Let's be clear: jobless claims are still nowhere near the point of signaling trouble for the US economy. Unfortunately, there are cautionary signs in other corners of the economy - see today's monthly business-cycle profile. But for the moment, the claims trend - a crucial leading indicator - is still signaling growth. If and when we see claims consistently rising on a year-over-year basis we'll have a genuinely dark reading for this data.
Meantime, claims appear to be telling us that the big improvements in the labor market have passed. Surprising? Not really. Payrolls have been rising since early 2010. The six-year upswing isn't particularly old by historical standards. But there are clouds gathering on the business-cycle horizon, albeit clouds that collectively still fall short of a clear sign that the economy has slipped off the edge.
Market sentiment, on the other hand, has deteriorated sharply so far this month. If stocks were a flawless leading indicator, the economy's goose would be cooked. But Mr. Market suffers pessimism for a variety of reasons, and not all of them are directly linked with economic risk and recessions. And sometimes Mr. Market's hissy fits are all about, well, nothing. Market volatility can be related to higher risk in the real economy, but not always-the stock market crash in 1987 being the most conspicuous example.
Still, it's hard to ignore the shifting tide in macro signals lately. And the longer the stock market trends lower, the higher the potential for the negative wealth effect to take a bite out of macro.
In fact, there's already weakness in the real economy. Yesterday's update (Jan. 20) of the Atlanta Fed's GDPNow model sees US economic growth of only 0.7% for last year's fourth quarter, roughly a third of Q3's pace. That's more or less stall speed. We've been here before, of course, and with encouraging results. For instance,, the economy reaccelerated in 2015's Q2 after Q1's sharp slowdown.
Will history repeat? Will the current slow patch give way to firmer growth at some point in 2016? It's too early to rule out that possibility. Indeed, there's still no high-confidence evidence that the economy has slipped into an NBER-defined recession-based on the data in hand at the moment. The problem is that the data has been moving in the wrong direction lately, albeit modestly. Today's update on claims is merely the latest instance.
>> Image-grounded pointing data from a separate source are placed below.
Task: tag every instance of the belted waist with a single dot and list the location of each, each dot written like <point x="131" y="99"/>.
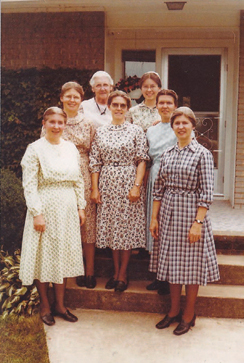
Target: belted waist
<point x="117" y="163"/>
<point x="173" y="190"/>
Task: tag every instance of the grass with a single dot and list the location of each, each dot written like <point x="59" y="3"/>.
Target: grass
<point x="22" y="340"/>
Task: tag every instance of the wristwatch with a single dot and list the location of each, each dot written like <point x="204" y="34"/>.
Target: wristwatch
<point x="198" y="221"/>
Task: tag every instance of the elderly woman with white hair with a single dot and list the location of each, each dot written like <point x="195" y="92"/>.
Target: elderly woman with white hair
<point x="96" y="108"/>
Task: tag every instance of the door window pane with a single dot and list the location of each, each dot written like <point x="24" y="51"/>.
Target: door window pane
<point x="138" y="62"/>
<point x="196" y="79"/>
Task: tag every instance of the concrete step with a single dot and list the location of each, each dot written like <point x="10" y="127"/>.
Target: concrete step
<point x="231" y="267"/>
<point x="229" y="244"/>
<point x="220" y="301"/>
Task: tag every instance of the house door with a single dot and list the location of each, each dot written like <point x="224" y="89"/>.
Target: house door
<point x="198" y="77"/>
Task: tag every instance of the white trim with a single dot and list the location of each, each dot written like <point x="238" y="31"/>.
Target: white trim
<point x="221" y="39"/>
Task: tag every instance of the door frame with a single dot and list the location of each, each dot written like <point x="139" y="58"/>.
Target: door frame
<point x="218" y="173"/>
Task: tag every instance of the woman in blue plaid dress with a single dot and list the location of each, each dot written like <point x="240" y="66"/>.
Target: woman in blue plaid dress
<point x="182" y="193"/>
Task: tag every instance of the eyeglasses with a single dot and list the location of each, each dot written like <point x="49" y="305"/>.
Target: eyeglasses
<point x="105" y="85"/>
<point x="149" y="87"/>
<point x="123" y="106"/>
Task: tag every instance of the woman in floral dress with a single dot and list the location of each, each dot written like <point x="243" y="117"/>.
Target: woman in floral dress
<point x="182" y="193"/>
<point x="81" y="132"/>
<point x="146" y="113"/>
<point x="117" y="162"/>
<point x="54" y="193"/>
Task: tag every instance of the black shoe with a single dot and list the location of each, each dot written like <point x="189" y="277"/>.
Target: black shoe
<point x="48" y="319"/>
<point x="155" y="285"/>
<point x="81" y="281"/>
<point x="164" y="288"/>
<point x="68" y="316"/>
<point x="90" y="282"/>
<point x="184" y="327"/>
<point x="111" y="283"/>
<point x="121" y="286"/>
<point x="167" y="321"/>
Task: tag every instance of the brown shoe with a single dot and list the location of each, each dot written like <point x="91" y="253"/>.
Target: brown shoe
<point x="48" y="319"/>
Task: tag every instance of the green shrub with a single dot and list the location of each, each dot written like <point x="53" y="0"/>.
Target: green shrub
<point x="26" y="94"/>
<point x="13" y="210"/>
<point x="15" y="298"/>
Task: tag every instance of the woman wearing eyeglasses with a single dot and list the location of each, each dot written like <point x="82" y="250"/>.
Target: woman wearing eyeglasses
<point x="96" y="108"/>
<point x="117" y="162"/>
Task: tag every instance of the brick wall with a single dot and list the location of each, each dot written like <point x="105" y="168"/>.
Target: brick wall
<point x="239" y="177"/>
<point x="74" y="40"/>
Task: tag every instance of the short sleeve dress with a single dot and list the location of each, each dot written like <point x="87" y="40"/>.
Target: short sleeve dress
<point x="159" y="138"/>
<point x="53" y="186"/>
<point x="115" y="153"/>
<point x="185" y="182"/>
<point x="143" y="115"/>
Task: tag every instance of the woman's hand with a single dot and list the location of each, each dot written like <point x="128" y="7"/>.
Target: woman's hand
<point x="39" y="223"/>
<point x="134" y="194"/>
<point x="95" y="196"/>
<point x="154" y="228"/>
<point x="82" y="216"/>
<point x="156" y="122"/>
<point x="195" y="232"/>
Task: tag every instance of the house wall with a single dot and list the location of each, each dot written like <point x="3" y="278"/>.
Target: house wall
<point x="239" y="174"/>
<point x="73" y="39"/>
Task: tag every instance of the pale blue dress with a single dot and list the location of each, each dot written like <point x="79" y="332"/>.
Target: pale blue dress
<point x="159" y="138"/>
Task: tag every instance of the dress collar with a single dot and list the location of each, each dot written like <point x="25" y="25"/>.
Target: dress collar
<point x="192" y="146"/>
<point x="75" y="120"/>
<point x="143" y="105"/>
<point x="118" y="127"/>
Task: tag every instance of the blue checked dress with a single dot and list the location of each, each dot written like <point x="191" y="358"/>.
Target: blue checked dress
<point x="185" y="182"/>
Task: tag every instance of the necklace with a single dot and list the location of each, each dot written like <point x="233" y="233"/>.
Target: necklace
<point x="101" y="112"/>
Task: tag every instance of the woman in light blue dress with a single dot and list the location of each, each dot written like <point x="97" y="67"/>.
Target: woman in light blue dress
<point x="159" y="138"/>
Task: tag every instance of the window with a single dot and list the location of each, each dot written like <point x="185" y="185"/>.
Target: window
<point x="138" y="62"/>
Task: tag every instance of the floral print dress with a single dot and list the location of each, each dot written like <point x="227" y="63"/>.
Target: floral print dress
<point x="53" y="186"/>
<point x="143" y="115"/>
<point x="115" y="153"/>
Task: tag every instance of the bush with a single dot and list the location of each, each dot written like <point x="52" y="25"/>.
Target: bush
<point x="26" y="94"/>
<point x="15" y="298"/>
<point x="13" y="210"/>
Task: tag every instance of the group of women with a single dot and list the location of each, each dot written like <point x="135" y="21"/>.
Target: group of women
<point x="101" y="187"/>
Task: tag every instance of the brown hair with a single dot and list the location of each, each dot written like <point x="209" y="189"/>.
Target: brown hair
<point x="54" y="111"/>
<point x="168" y="92"/>
<point x="69" y="85"/>
<point x="150" y="75"/>
<point x="119" y="94"/>
<point x="185" y="111"/>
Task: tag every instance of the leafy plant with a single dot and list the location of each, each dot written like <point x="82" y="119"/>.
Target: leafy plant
<point x="13" y="211"/>
<point x="128" y="84"/>
<point x="15" y="298"/>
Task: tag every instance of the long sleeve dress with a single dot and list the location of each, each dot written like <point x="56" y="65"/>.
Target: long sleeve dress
<point x="81" y="131"/>
<point x="53" y="186"/>
<point x="159" y="138"/>
<point x="115" y="153"/>
<point x="185" y="182"/>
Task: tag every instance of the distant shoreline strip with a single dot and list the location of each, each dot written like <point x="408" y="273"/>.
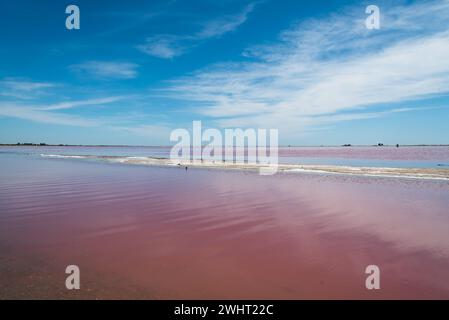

The $64,000 question now: How will the January payrolls report compare? The answer arrives early next month (Feb. 4). Meantime, there's a bit more wobble in the economic data-and a lot more volatility in the financial and commodity markets.
In short, the jury's still out, but there's less confidence at the moment about the outcome of the verdict.
As for today's numbers, Greg Daco, head of US macro at Oxford Economics, isn't worried. "Overall, I wouldn't be too concerned," he tells Bloomberg. "As long as the trend continues to be gradual, it's not excessively worrying. We are going to see more moderate job growth as the labor market continues to tighten."
A reasonable forecast? The closest thing to an answer in the near term arrives on Feb. 4 via the Labor Department.